How to manage hyponatraemia according to guidelines? The USA perspective

Joseph Verbalis


Georgetown University, Washington, District of Columbia, USA.


In 2013, a panel of international experts in hyponatremia published our recommendations for clinicians caring for patients with hyponatremia (‘Diagnosis, Evaluation, and Treatment of Hyponatremia: Expert Panel Recommendations’). In 2014, a similar working group of experts from EU countries published their recommendations (‘Clinical Practice Guideline on Diagnosis and Treatment of Hyponatraemia’). Despite reviewing the same evidence databases, these two groups independently proposed quite different recommendations. The major reason for the differences is divergent interpretation of evidence, notably the quality of the evidence for use of vasopressin receptor antagonists (vaptans) in SIADH. The EU group severely downgraded the quality of evidence of the vaptan clinical trials largely because they were industry sponsored. In addition, they relied upon meta-analyses of combined clinical trials of multiple vaptans, including those not licensed for use anywhere in the world. Our group chose to focus instead on the Phase III pivotal studies of only those vaptans that succeeded in gaining regulatory approval in Canada, EU, and US. Similar to the EMA, FDA and Health Canada, we felt the quality of the Phase III clinical trials for approved vaptans was high, with no need to downgrade the level of evidence for placebo-controlled, randomised trials. We believe that our recommendations represent a more practical guide to treating hyponatremia based on the strongest available evidence from well-constructed clinical trials, whereas the EU group inexplicably recommended therapies (e.g., urea, loop diuretics with NaCl supplementation) with relatively little evidence for either efficacy or safety based on small numbers of non-randomised studies.
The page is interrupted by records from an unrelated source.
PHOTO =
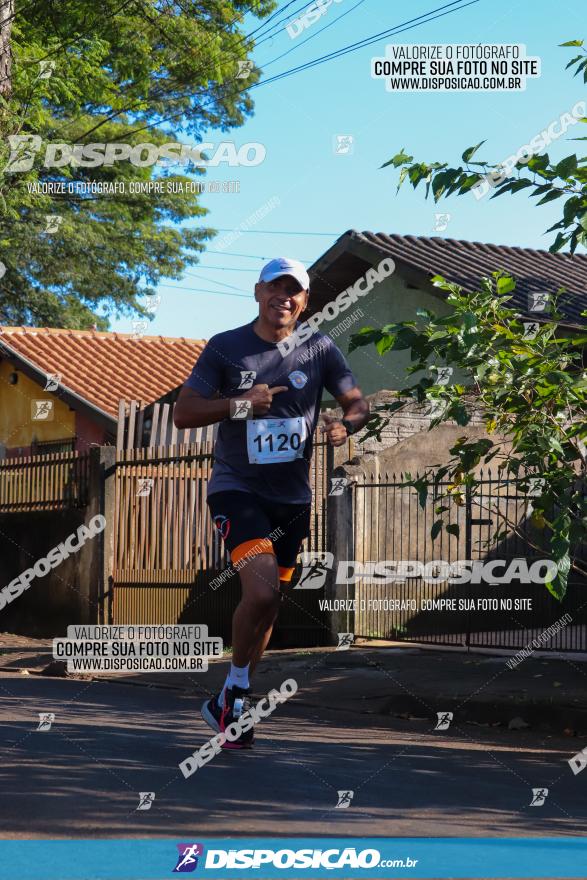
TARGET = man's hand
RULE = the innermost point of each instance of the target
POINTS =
(335, 431)
(262, 397)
It is abundantly clear to everyone who treats hyponatremic patients that there is not ‘one size that fits all’; rather therapy should be individualised to each patient’s unique clinical situation. Within that context, to recommend against the use of any of the effective pharmacological therapies for hyponatraemia, as the EU guidelines group has done in contrast to our recommendations, represents a disservice to the patients we have the responsibility to care for in the best manner possible.